Correlation Between Barings Active and Fidelity Flex
Can any of the company-specific risk be diversified away by investing in both Barings Active and Fidelity Flex at the same time? Although using a correlation coefficient on its own may not help to predict future stock returns, this module helps to understand the diversifiable risk of combining Barings Active and Fidelity Flex into the same portfolio, which is an essential part of the fundamental portfolio management process.
By analyzing existing cross correlation between Barings Active Short and Fidelity Flex Freedom, you can compare the effects of market volatilities on Barings Active and Fidelity Flex and check how they will diversify away market risk if combined in the same portfolio for a given time horizon. You can also utilize pair trading strategies of matching a long position in Barings Active with a short position of Fidelity Flex. Check out your portfolio center. Please also check ongoing floating volatility patterns of Barings Active and Fidelity Flex.
Diversification Opportunities for Barings Active and Fidelity Flex
0.25 | Correlation Coefficient |
Modest diversification
The 3 months correlation between Barings and Fidelity is 0.25. Overlapping area represents the amount of risk that can be diversified away by holding Barings Active Short and Fidelity Flex Freedom in the same portfolio, assuming nothing else is changed. The correlation between historical prices or returns on Fidelity Flex Freedom and Barings Active is a relative statistical measure of the degree to which these equity instruments tend to move together. The correlation coefficient measures the extent to which returns on Barings Active Short are associated (or correlated) with Fidelity Flex. Values of the correlation coefficient range from -1 to +1, where. The correlation of zero (0) is possible when the price movement of Fidelity Flex Freedom has no effect on the direction of Barings Active i.e., Barings Active and Fidelity Flex go up and down completely randomly.

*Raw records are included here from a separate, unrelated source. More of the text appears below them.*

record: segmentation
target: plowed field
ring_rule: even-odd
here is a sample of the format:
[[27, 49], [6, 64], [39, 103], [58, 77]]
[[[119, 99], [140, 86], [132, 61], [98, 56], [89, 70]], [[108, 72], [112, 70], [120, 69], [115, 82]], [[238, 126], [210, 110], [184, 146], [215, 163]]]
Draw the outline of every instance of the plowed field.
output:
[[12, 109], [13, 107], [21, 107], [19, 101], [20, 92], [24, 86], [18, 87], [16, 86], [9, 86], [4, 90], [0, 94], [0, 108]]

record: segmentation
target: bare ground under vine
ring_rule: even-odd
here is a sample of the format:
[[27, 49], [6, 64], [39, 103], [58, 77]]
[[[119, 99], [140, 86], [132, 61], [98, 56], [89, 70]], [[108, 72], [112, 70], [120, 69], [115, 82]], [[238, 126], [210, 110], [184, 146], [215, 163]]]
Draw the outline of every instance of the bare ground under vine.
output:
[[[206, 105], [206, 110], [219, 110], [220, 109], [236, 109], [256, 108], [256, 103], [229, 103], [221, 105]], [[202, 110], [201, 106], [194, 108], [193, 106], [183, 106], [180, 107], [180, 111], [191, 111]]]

Pair Corralation between Barings Active and Fidelity Flex
Assuming the 90 days horizon Barings Active Short is expected to generate 0.07 times more return on investment than Fidelity Flex. However, Barings Active Short is 13.97 times less risky than Fidelity Flex. It trades about -0.07 of its potential returns per unit of risk. Fidelity Flex Freedom is currently generating about -0.26 per unit of risk. If you would invest 926.00 in Barings Active Short on October 8, 2024 and sell it today you would lose (1.00) from holding Barings Active Short or give up 0.11% of portfolio value over 90 days.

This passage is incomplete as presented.